The Collection class implements ArrayAccess and Countable interface internally, you can treat an instance of Collection as an ArrayObject.

  • The isset(), unset() keywords can be used on elements of Collection.
  • Elements can be accessed via property and bracket expression.
  • empty(), count() can be used on instance of Collection.
  • Elements can be traversed via foreach() keyword.

2.3 Comparing elements

Some methods of Collection involves comparing two of its elements, which accepts $flags as one of its arguments.
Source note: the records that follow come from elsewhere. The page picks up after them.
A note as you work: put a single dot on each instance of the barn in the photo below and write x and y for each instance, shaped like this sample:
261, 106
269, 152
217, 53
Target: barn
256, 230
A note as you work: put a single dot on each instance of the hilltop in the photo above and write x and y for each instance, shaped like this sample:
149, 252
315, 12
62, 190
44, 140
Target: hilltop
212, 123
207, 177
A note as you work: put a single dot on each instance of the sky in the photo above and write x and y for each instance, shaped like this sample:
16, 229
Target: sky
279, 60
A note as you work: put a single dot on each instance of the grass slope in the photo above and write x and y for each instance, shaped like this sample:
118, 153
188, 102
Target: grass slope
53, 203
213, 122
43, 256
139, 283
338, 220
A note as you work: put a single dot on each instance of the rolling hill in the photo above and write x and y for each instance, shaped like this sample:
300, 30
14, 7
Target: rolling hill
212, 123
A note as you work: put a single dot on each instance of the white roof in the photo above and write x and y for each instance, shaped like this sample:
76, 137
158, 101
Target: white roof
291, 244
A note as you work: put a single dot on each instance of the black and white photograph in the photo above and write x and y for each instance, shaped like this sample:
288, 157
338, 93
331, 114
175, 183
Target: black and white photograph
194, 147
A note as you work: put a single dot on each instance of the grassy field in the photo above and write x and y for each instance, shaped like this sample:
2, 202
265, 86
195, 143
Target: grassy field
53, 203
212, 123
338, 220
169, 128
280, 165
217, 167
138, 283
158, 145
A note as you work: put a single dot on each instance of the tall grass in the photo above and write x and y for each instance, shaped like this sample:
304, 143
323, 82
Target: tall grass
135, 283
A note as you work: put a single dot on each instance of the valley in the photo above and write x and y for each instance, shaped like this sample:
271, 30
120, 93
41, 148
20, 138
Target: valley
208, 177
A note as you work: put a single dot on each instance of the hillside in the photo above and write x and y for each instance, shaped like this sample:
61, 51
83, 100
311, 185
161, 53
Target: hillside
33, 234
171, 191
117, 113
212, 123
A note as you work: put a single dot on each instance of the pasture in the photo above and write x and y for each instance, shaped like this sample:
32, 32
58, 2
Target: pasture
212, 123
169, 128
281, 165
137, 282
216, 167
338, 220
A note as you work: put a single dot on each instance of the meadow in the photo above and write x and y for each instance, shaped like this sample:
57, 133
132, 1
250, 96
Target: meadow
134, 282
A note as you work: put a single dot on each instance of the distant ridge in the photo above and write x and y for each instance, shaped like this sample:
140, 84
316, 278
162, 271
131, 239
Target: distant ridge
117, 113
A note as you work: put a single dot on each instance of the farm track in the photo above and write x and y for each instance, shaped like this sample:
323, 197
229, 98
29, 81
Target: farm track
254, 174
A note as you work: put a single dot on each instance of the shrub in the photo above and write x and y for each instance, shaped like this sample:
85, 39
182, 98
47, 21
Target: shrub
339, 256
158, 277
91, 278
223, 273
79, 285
When these methods are being invoked, type of the very first element of the Collection represents that of all other ones. Make sure all elements are of the same type (numeric/string/others), otherwise you're likely to get a segfault.

2.4 Notes

  • The Collection::xxxTo() methods will preserve the original key-value pairs of destination Collection when keys collide.

3. Example

Here is a simple example for how to work with arrays gracefully using this extension.

$employees = [
    ['name' => 'Alice', 'sex' => 'female', 'age' => 35],
    ['name' => 'Bob', 'sex' => 'male', 'age' => 29],
    ['name' => 'David', 'sex' => 'male', 'age' => 40],
    ['name' => 'Benjamin', 'sex' => 'male', 'age' => 32]
];
// Trying to get an array of names of male employees,
// sorted by the descending order of their age.
$names = Collection::init($employees)
    ->filter(function ($value) {
        return $value['sex'] == 'male';
    })
    ->sortedByDescending(function ($value) {
        return $value['age'];
    })
    ->map(function ($value) {
        return $value['name'];
    })
    ->toArray();
// You got $names == ['David', 'Benjamin', 'Bob'].